(南部・高雄の観光名所、六合夜市にて。パパイヤミルクの屋台に国民党の政治家の「サイン」が書かれている。ホンモノ?)
1月8日から12日にかけて、総統選挙と立法委員選挙を見るために台湾に伺いました。4年前とはまた違う印象を持つ選挙でした。備忘録を残していきたいと思います。
(以下の文章は、ひょんなことから台湾と長くお付き合いすることになった日本政治史研究者の見聞録です。台湾政治の専門家ではない筆者が、ごく雑駁な印象をメモとして記したものです。ご了承ください)。
(4年前の投票日前日、総督府前で行われた民進党の選挙集会のようす)
4年前、2016年1月16日の夜。台湾総統府前の広場は、降り続ける冷雨をものともせず、それを跳ね返すかのような熱気で溢れていた。「点亮台湾、就是明天」。明日の投票で台湾を明るくすることができる。民進党の投票日前の最終キャンペーンは、勝利を確信したように盛り上がっていた。「国民は政治に関心がない」と言われる日本の政治研究者からすると、なんとも羨ましく、複雑な思いを持つ光景だった。

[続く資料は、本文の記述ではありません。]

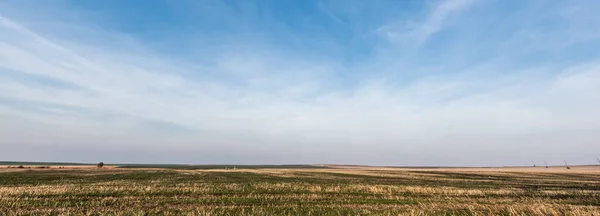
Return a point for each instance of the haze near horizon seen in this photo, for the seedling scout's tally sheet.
(404, 83)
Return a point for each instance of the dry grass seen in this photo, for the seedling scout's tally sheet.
(324, 191)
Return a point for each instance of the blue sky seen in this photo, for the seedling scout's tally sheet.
(444, 82)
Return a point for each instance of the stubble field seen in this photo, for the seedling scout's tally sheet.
(318, 191)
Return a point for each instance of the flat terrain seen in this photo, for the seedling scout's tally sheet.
(338, 190)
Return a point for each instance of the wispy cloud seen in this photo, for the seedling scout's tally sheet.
(260, 102)
(420, 30)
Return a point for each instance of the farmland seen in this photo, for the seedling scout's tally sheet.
(299, 191)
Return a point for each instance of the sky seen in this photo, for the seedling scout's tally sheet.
(405, 83)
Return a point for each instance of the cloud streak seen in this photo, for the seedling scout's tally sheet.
(74, 99)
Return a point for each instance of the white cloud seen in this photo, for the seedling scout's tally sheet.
(279, 108)
(419, 31)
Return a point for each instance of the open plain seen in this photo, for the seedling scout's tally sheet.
(312, 190)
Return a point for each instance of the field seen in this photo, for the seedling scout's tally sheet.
(84, 190)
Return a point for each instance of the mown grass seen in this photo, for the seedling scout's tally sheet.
(295, 192)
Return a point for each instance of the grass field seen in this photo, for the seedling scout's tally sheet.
(355, 191)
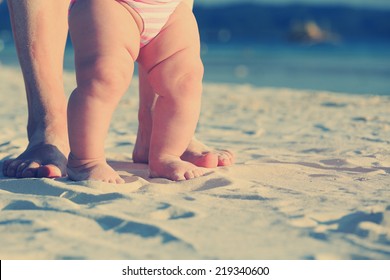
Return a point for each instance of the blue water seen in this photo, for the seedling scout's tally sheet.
(350, 68)
(360, 68)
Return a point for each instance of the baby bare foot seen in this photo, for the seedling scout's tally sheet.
(203, 156)
(173, 168)
(40, 160)
(95, 170)
(197, 153)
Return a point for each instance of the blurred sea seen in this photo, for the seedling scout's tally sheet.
(359, 68)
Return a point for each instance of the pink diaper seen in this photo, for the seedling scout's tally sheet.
(154, 14)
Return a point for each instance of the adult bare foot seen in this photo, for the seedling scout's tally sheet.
(39, 160)
(94, 169)
(173, 168)
(197, 153)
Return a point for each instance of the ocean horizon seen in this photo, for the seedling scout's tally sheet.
(350, 67)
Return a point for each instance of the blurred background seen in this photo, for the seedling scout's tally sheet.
(332, 45)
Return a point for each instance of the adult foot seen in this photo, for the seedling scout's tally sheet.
(197, 153)
(173, 168)
(94, 169)
(37, 161)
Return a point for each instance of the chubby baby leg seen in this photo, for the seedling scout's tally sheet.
(104, 55)
(175, 72)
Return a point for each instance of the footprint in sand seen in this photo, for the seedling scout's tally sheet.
(167, 211)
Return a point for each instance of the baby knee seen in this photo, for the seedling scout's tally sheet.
(103, 76)
(187, 80)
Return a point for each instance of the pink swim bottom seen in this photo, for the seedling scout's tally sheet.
(154, 14)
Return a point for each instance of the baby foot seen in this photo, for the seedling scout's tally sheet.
(173, 168)
(196, 153)
(95, 170)
(203, 156)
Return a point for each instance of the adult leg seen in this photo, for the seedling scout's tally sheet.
(196, 152)
(40, 30)
(106, 42)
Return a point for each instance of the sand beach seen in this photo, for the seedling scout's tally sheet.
(311, 181)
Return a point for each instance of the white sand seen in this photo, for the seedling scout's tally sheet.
(312, 181)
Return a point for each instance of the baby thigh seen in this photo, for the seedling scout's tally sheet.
(175, 72)
(106, 42)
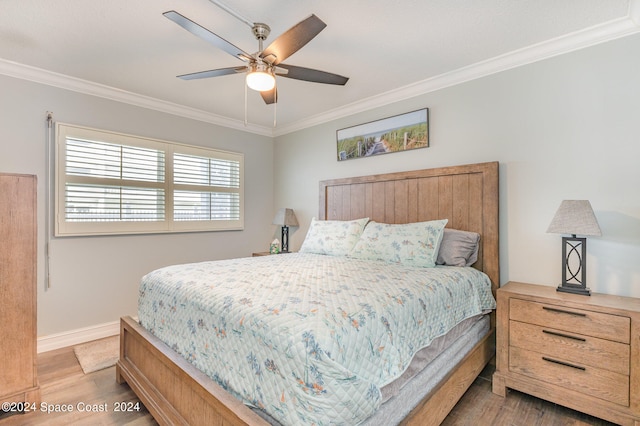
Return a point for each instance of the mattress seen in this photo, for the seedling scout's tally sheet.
(310, 339)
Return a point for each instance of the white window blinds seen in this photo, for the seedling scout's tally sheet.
(109, 183)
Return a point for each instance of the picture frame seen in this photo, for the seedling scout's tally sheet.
(397, 133)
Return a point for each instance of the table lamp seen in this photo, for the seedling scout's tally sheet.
(574, 217)
(285, 218)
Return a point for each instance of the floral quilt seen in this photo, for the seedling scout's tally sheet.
(308, 338)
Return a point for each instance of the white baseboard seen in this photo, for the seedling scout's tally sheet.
(78, 336)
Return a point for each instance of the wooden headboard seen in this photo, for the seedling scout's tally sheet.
(466, 195)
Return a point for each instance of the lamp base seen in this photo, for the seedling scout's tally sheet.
(575, 289)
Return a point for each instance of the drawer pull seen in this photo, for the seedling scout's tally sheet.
(555, 361)
(562, 311)
(553, 333)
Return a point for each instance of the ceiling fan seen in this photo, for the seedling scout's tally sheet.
(262, 67)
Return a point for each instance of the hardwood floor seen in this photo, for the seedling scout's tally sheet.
(63, 383)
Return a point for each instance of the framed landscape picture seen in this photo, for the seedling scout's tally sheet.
(393, 134)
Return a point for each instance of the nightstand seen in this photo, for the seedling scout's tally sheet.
(582, 352)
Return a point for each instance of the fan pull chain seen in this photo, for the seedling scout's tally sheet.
(246, 120)
(275, 107)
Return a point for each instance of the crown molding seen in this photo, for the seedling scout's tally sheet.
(61, 81)
(611, 30)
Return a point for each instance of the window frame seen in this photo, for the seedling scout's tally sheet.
(121, 227)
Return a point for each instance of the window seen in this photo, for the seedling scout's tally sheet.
(110, 183)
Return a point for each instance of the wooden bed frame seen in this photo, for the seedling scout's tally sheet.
(177, 393)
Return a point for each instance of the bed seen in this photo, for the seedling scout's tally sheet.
(176, 392)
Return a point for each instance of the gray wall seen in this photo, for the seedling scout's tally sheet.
(94, 280)
(563, 128)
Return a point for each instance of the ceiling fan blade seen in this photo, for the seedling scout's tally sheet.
(207, 35)
(292, 40)
(314, 76)
(270, 96)
(212, 73)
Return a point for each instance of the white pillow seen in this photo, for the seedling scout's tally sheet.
(333, 237)
(411, 244)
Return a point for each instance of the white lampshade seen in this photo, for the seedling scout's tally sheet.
(575, 217)
(260, 81)
(285, 217)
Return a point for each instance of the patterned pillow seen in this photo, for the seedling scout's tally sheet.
(333, 237)
(411, 244)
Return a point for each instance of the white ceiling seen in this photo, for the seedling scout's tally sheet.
(390, 49)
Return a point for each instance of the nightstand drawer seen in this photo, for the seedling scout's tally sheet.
(559, 344)
(599, 383)
(596, 324)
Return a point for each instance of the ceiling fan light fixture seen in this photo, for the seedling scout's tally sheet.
(260, 80)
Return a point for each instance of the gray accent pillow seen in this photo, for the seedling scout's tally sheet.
(458, 248)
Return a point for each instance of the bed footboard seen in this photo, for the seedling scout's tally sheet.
(173, 390)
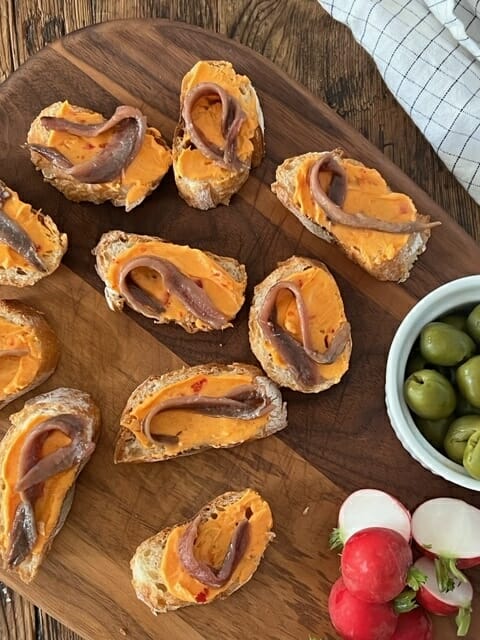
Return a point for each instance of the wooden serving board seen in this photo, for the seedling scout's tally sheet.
(336, 442)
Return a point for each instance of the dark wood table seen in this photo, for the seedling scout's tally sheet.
(299, 37)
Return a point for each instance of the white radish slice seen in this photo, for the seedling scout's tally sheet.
(458, 601)
(370, 508)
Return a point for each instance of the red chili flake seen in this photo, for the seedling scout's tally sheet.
(202, 596)
(197, 386)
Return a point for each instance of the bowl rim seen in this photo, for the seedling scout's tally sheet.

あれから4年。台湾をめぐる国際環境は大きく変わり、国内政治においても、日本でも注目されたLGBT政策や地方創生政策など、耳目を惹く政策が進められた。他方、それへの反発も大きく、2018年の地方選挙で民進党は大敗した。その後、中国側の強気な発言や香港情勢の影響によって蔡英文は支持を取り戻し、選挙戦でも優位が伝えられていた。実際はどうなのか。特に地方からの視点を見てみたいと思い、台湾に向かった。
(台湾鉄道高雄駅。日本統治時代の城郭型駅舎を残しつつ、開発が進められている)
初日は南部の中心地・高雄を訪ねた。歴史的に南部は民進党の地盤と言われており、その中心である高雄市でも20年にわたって民進党候補が市長に当選してきた。しかし、一昨年の市長選挙では国民党が勝利し、まさに当の市長である韓国瑜氏が現職のまま総統候補となった。
まず聞いて回ったのは、なぜ一昨年の選挙で国民党が、韓国瑜が勝利したかということであった。共通して語られたのは、民進党市政府20年の積弊、とりわけインフラ整備の問題であった。選挙から3か月前の2018年8月に起こった南部豪雨で死傷者が出たことは大きく影響したという。また、中国との関係悪化による観光客の減少、農作物輸出の低迷、サイエンスパーク指定の遅れなどへの批判も聞かれた。
(韓国瑜候補の応援グッズを販売する露店。こうした店が4軒あった)
観光名所となっている六合観光夜市では、1/3ほどの屋台に国民党の旗が上がり、韓国瑜候補をキャラクター化したグッズが売られていた。ここでは民進党の旗は全く見なかった。大陸からと思しき観光客には合わず、意外にも韓国からの旅行客が目立った。そういえば、宿泊先のホテルにあった客室案内も、繁体字中国語、英語、簡体字中国語、韓国語だった。
年300万人来ていた中国大陸からの観光客が来なくなった、主要産業である農産品の輸出が減っているという意見は、若い方々からも聞かれた。高雄市では台南市とともに前回に続いて全ての小選挙区で民進党候補が議席を独占する結果となったが、経済への不安の声は大きいように思われた。